O principal argumento para o descrédito é aritmético: as contas não fecham. Tanure, dono da Docas Investimentos e arrendatário do "Jornal do Brasil" e da "Gazeta Mercantil", obteve o controle da Varig por US$ 112 milhões (R$ 253 milhões), o que não é suficiente para pagar a dívida da companhia nem com a Infraero (administradora estatal de aeroportos), de R$ 450 milhões.
Além disso, o governo vê com desconfiança o interesse de Tanure no mercado de aviação, e o empresário vem sendo chamado nos gabinetes de Brasília de "novo Canhedo", em uma referência a Wagner Canhedo, dono da Vasp --que faliu.
A Varig reconhece um passivo de "mais de R$ 7 bilhões", mas o governo tem em mãos documentos de consultorias independentes e contratadas pela própria Varig dando conta de que esse valor pode ser, na realidade, perto de R$ 9 bilhões.
Mesmo com um eventual encontro de contas com uma causa que a Varig vem ganhando da União na Justiça e que está em última instância, ainda ficariam a descoberto mais de R$ 4 bilhões, na estimativa mais conservadora do passivo.
Conforme o anúncio do negócio, anteontem, Tanure passa a ter 25% das ações ordinárias e o controle do capital votante da Fundação Ruben Berta-Par, controladora da Varig.
Ele esteve no mesmo dia em Brasília para encontros com o vice-presidente da República e ministro da Defesa, José Alencar, e com o presidente da Infraero, Carlos Wilson. Nenhum dos dois se manifestou sobre a questão após o encontro. Alencar disse ontem que o governo não tinha nada com a operação.
Obstáculos
Apesar de o empresário não formalizar um pedido de socorro, inclusive porque a Varig já está em processo de recuperação judicial desde o mês de julho, o governo sabe que, para reerguer a companhia, ele imagina obter investimentos do BNDES (Banco Nacional de Desenvolvimento Econômico e Social), linhas de crédito do Banco do Brasil, maiores facilidades de pagamento de combustível e isenção das taxas da Infraero.
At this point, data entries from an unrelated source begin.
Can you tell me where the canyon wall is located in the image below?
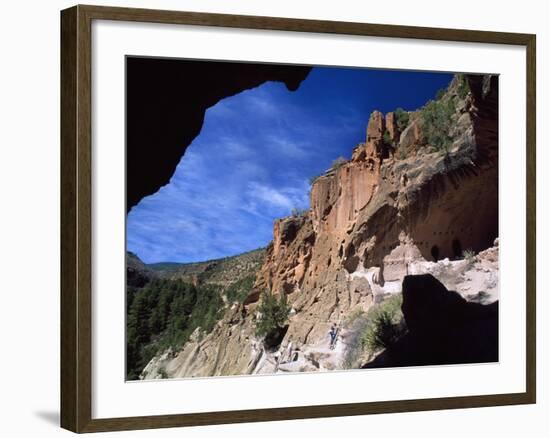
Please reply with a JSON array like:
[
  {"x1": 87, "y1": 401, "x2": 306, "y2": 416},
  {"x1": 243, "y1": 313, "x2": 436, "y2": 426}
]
[{"x1": 143, "y1": 75, "x2": 498, "y2": 378}]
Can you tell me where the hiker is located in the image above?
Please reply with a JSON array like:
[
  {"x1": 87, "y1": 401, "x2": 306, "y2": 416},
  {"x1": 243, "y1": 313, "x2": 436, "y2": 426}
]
[
  {"x1": 286, "y1": 341, "x2": 292, "y2": 362},
  {"x1": 328, "y1": 324, "x2": 338, "y2": 350}
]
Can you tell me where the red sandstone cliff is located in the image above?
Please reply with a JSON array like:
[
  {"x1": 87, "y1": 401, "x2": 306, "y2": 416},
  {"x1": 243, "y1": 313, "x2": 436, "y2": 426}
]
[{"x1": 141, "y1": 76, "x2": 498, "y2": 377}]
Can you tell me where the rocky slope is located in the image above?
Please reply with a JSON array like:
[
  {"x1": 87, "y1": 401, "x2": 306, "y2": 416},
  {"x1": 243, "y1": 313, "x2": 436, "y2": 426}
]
[
  {"x1": 147, "y1": 248, "x2": 265, "y2": 287},
  {"x1": 142, "y1": 75, "x2": 498, "y2": 378}
]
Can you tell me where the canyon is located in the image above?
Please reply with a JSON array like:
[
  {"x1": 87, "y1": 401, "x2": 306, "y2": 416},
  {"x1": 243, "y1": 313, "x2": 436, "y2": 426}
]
[{"x1": 137, "y1": 75, "x2": 499, "y2": 379}]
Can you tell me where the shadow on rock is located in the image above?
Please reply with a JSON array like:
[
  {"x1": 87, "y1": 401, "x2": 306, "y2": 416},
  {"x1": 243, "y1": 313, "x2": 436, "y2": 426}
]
[{"x1": 363, "y1": 274, "x2": 498, "y2": 368}]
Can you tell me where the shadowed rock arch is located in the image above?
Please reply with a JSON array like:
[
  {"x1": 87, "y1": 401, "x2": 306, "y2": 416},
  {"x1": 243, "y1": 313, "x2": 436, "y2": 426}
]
[{"x1": 126, "y1": 57, "x2": 311, "y2": 212}]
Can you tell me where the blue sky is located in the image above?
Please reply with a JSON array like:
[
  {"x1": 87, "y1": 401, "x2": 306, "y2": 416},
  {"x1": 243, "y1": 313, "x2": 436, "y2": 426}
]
[{"x1": 127, "y1": 67, "x2": 452, "y2": 263}]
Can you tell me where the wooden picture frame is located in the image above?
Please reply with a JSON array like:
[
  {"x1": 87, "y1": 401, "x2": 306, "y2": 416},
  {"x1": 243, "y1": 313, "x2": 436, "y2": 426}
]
[{"x1": 61, "y1": 5, "x2": 536, "y2": 433}]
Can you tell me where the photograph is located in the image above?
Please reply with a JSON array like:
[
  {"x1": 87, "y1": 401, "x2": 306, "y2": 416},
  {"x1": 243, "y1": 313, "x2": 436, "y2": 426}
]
[{"x1": 125, "y1": 55, "x2": 499, "y2": 381}]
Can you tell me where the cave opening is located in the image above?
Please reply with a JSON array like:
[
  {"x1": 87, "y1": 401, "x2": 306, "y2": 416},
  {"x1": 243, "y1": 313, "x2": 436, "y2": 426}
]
[
  {"x1": 451, "y1": 239, "x2": 462, "y2": 259},
  {"x1": 430, "y1": 245, "x2": 439, "y2": 262}
]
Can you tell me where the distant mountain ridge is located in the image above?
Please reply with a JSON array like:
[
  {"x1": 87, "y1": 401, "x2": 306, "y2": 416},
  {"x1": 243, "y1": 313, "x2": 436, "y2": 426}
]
[{"x1": 126, "y1": 248, "x2": 266, "y2": 287}]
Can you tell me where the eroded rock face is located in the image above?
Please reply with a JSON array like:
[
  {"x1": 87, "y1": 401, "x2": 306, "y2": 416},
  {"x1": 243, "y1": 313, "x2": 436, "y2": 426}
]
[
  {"x1": 364, "y1": 274, "x2": 498, "y2": 368},
  {"x1": 141, "y1": 76, "x2": 498, "y2": 377},
  {"x1": 126, "y1": 57, "x2": 311, "y2": 211}
]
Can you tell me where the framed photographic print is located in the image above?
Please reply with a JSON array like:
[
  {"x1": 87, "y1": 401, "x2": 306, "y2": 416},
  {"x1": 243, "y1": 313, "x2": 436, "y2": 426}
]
[{"x1": 61, "y1": 6, "x2": 536, "y2": 432}]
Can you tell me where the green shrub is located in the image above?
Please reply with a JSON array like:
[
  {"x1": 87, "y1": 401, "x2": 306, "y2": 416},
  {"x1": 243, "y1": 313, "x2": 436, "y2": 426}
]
[
  {"x1": 126, "y1": 279, "x2": 223, "y2": 380},
  {"x1": 290, "y1": 207, "x2": 309, "y2": 217},
  {"x1": 361, "y1": 294, "x2": 405, "y2": 354},
  {"x1": 421, "y1": 99, "x2": 455, "y2": 152},
  {"x1": 457, "y1": 74, "x2": 470, "y2": 99},
  {"x1": 394, "y1": 108, "x2": 409, "y2": 132},
  {"x1": 256, "y1": 291, "x2": 290, "y2": 337},
  {"x1": 330, "y1": 157, "x2": 348, "y2": 169},
  {"x1": 308, "y1": 175, "x2": 321, "y2": 186},
  {"x1": 343, "y1": 294, "x2": 406, "y2": 369},
  {"x1": 382, "y1": 129, "x2": 393, "y2": 146},
  {"x1": 362, "y1": 310, "x2": 404, "y2": 353},
  {"x1": 462, "y1": 249, "x2": 476, "y2": 265},
  {"x1": 225, "y1": 275, "x2": 256, "y2": 303}
]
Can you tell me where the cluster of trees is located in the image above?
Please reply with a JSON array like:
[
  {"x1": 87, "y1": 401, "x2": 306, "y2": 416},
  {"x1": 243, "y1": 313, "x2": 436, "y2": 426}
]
[
  {"x1": 126, "y1": 279, "x2": 223, "y2": 380},
  {"x1": 225, "y1": 274, "x2": 256, "y2": 303},
  {"x1": 422, "y1": 99, "x2": 455, "y2": 152},
  {"x1": 256, "y1": 291, "x2": 290, "y2": 338}
]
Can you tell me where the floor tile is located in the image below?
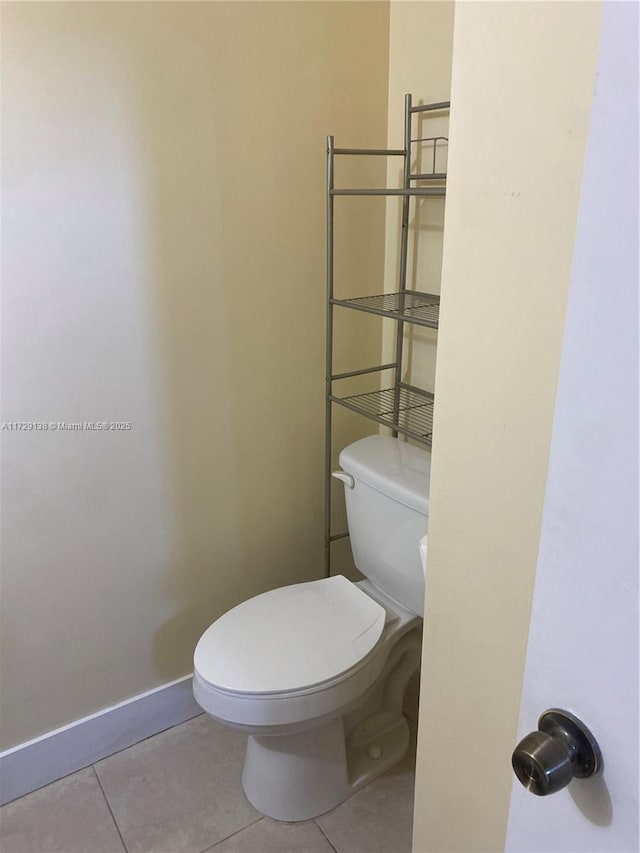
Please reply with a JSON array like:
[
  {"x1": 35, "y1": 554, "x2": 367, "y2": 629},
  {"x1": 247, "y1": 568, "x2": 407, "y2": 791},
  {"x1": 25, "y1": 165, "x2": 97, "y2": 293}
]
[
  {"x1": 207, "y1": 817, "x2": 334, "y2": 853},
  {"x1": 0, "y1": 767, "x2": 124, "y2": 853},
  {"x1": 316, "y1": 726, "x2": 415, "y2": 853},
  {"x1": 92, "y1": 714, "x2": 262, "y2": 853}
]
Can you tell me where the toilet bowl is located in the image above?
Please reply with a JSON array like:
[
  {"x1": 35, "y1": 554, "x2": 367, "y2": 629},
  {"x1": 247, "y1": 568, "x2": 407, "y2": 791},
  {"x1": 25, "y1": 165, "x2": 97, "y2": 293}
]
[{"x1": 193, "y1": 436, "x2": 429, "y2": 821}]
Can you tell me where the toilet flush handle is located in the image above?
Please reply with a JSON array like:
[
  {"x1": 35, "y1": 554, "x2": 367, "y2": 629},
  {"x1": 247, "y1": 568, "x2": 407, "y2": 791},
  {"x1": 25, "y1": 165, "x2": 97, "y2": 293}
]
[{"x1": 331, "y1": 471, "x2": 356, "y2": 489}]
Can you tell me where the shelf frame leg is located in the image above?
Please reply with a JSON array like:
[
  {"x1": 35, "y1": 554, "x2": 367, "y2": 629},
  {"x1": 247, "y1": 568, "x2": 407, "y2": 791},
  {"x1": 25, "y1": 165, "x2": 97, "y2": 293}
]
[
  {"x1": 324, "y1": 136, "x2": 334, "y2": 577},
  {"x1": 392, "y1": 94, "x2": 412, "y2": 438}
]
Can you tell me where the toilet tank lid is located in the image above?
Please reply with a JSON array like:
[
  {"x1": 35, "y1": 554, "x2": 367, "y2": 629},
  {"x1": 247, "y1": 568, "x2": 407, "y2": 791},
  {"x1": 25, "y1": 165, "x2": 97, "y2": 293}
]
[{"x1": 339, "y1": 435, "x2": 431, "y2": 515}]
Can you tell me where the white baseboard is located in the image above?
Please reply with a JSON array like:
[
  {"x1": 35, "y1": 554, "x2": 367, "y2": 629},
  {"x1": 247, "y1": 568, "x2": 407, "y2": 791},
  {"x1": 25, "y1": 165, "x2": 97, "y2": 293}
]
[{"x1": 0, "y1": 675, "x2": 202, "y2": 805}]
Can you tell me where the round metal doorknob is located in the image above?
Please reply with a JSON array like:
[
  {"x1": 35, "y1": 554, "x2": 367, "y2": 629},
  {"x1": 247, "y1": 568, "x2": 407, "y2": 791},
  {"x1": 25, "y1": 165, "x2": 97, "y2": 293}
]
[{"x1": 511, "y1": 708, "x2": 602, "y2": 797}]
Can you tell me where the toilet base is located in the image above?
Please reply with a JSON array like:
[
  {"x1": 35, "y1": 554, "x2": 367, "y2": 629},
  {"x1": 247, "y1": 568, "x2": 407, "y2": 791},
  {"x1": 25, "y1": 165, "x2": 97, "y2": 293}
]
[{"x1": 242, "y1": 712, "x2": 409, "y2": 821}]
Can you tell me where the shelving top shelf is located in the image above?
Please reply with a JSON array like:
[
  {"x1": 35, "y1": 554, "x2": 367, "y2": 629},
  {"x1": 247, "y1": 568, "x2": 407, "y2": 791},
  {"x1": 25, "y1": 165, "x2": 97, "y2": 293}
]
[{"x1": 331, "y1": 290, "x2": 440, "y2": 329}]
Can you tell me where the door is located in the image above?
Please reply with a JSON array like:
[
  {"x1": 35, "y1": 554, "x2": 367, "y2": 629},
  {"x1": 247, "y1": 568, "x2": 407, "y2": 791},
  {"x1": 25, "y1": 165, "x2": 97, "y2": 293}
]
[{"x1": 414, "y1": 2, "x2": 640, "y2": 853}]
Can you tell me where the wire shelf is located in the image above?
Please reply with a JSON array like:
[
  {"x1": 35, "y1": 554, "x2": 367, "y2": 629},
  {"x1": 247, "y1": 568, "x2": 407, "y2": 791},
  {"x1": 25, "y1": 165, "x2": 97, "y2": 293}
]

Nenhuma dessas possibilidades é factível.
O principal obstáculo é que Tanure é inadimplente no BNDES e não poderia receber financiamento da instituição, nem mesmo ser beneficiado com a transferência de titularidade de um empréstimo de R$ 40 milhões feito à TAP (companhia aérea estatal de Portugal), recentemente, para a compra de duas empresas vinculadas à Varig --a VEM (de manutenção) e a VarigLog (logística).
Na expectativa do empresário, manifestada em diferentes contatos, ele gostaria de comprar essas duas empresas, "herdando" o financiamento aprovado pelo BNDES à TAP. Conforme a Folha apurou, isso não será feito. O BNDES, aliás, nem foi informado previamente da operação de Tanure com a Varig.
Conforme a Folha apurou, o governo desconfia de que toda a operação tenha ocorrido para encobrir a realidade e ganhar tempo, porque o principal problema da Varig são os credores internacionais, que ameaçam até com o arresto de aeronaves.
A primeira ameaça nesse sentido foi abortada justamente pelo anúncio de que o BNDES e a TAP estavam entrando na operação de salvamento, e o arresto foi suspenso por ordem da Justiça americana. A Corte de Nova York vai voltar a discutir a questão no próximo dia 22, já com a guinada mal explicada em que a TAP deve sair, e Tanure, entrar no negócio.